Applications of these things, meaning application of such cameras that have motivated to this topic, include teleconferencing, where you are talking to lots of people participating in a conference and the conference being broadcast to the other end. So if you have a single camera you will have to be moving it all the time to point to the front people, whereas if you have a single ideal camera which is only directional and only focus, and everything, then you do not have to worry about these things. You just have to select the right person after the fact, the user has to select what is to be transmitted, not acquire information about was is to be transmitted.
So teleconferencing is one example, surveillance of supermarkets, for example.
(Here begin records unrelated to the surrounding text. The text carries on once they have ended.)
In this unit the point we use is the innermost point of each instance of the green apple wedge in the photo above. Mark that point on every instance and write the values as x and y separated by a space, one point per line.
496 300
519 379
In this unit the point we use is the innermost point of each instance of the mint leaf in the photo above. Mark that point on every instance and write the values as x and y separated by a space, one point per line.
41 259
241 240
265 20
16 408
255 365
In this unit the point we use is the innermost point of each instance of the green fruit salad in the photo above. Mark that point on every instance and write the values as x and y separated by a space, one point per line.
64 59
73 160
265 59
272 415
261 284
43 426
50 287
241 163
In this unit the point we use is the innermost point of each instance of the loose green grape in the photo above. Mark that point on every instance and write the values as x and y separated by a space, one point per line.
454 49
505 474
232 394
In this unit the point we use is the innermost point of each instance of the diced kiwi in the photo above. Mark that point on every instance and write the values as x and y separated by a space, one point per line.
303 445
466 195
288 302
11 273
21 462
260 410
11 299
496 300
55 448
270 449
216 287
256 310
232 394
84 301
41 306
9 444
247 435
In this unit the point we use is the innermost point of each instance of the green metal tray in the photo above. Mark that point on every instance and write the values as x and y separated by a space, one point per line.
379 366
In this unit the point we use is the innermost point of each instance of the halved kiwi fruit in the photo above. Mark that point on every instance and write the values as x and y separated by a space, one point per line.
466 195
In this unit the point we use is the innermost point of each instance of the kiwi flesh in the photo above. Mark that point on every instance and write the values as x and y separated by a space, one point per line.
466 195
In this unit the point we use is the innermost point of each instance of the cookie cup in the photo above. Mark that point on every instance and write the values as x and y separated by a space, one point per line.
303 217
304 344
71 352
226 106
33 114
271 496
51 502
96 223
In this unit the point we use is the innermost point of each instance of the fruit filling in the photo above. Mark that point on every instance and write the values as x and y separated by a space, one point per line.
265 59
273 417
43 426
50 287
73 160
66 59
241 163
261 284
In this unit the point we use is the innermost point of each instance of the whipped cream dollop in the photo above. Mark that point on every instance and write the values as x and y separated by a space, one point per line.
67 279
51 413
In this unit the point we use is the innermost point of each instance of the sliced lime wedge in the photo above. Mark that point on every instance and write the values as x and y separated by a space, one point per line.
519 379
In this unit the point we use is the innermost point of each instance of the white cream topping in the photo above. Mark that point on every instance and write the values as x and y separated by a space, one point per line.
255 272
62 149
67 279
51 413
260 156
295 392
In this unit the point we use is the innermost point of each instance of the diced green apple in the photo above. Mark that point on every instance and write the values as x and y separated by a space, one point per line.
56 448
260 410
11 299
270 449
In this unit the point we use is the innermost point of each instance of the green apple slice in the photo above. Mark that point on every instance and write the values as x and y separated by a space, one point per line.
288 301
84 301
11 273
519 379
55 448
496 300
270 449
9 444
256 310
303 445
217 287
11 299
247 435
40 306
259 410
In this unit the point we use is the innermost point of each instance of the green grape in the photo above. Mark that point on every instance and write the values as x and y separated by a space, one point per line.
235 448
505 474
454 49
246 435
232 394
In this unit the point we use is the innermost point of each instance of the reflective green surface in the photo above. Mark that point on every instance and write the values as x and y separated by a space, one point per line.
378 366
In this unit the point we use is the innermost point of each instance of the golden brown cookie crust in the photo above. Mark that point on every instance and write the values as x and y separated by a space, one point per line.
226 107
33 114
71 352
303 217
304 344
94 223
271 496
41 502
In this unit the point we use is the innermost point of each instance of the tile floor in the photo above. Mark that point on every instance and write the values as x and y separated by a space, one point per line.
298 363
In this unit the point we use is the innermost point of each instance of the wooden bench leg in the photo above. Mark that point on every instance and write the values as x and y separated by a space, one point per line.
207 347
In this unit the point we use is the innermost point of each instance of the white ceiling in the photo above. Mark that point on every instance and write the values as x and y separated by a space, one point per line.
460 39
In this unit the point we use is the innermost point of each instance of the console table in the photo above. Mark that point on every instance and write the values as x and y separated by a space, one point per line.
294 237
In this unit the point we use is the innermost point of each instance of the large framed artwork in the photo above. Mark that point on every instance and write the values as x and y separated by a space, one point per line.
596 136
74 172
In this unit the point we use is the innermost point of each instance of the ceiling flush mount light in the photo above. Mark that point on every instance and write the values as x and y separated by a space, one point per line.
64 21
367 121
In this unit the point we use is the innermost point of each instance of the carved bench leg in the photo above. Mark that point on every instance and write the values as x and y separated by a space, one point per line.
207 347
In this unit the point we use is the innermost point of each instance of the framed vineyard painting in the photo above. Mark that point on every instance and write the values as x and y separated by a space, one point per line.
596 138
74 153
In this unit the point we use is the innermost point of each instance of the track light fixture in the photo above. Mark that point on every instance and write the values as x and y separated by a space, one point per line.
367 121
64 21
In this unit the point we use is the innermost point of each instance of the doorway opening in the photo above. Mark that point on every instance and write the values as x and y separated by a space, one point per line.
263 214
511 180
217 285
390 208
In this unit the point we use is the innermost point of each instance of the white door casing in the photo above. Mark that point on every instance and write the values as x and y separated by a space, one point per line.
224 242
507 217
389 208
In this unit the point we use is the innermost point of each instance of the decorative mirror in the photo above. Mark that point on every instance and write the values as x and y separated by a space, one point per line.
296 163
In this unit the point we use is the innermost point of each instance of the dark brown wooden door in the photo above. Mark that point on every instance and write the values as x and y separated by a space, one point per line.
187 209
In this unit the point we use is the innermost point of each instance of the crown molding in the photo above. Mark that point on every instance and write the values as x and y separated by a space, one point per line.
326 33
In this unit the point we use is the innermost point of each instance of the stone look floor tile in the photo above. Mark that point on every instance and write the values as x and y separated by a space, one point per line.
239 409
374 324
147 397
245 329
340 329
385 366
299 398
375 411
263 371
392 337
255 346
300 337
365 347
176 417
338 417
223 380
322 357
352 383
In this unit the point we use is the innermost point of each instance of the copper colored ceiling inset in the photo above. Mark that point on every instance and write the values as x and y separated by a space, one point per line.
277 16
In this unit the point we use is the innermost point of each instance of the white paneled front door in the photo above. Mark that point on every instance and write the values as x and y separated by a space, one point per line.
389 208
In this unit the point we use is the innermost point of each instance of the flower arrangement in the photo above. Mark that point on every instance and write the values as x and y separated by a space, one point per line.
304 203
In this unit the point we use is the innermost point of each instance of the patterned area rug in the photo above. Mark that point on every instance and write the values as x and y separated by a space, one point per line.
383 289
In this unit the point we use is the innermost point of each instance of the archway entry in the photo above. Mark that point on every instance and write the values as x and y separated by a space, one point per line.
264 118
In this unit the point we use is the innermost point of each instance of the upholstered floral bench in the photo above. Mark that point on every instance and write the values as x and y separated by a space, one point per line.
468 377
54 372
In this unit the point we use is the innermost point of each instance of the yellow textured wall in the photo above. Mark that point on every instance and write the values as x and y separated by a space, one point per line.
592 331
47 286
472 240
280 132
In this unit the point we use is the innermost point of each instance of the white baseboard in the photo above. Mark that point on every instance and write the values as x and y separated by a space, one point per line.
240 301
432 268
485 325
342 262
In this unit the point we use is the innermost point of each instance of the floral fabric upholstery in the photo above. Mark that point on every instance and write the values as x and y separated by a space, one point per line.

Namely you would want to decide what you want to see, but you are acquiring the information any way.
Inspection and monitoring are again similar motivation.
In consumer photography you would want to perhaps create images in which the photographer is not constrained by the configuration of the scene for example you do not have to ask people to come together, so that you can take an image. People may be scattered all around and you just click the button and everybody is captured wherever they are, near or far, left or right, up on the roof or on the floor, or on the tree, whatever. So there is no special limitation or depth limitation. Also you may be imagining in bright sunny day, where you have the sun in the background.
Visual art also will benefit from such cameras, because you can use these various capabilities of the cameras to produce new images that have new features, new combinations of features. You can add images, in ways that was not possible before, because you did not have the data.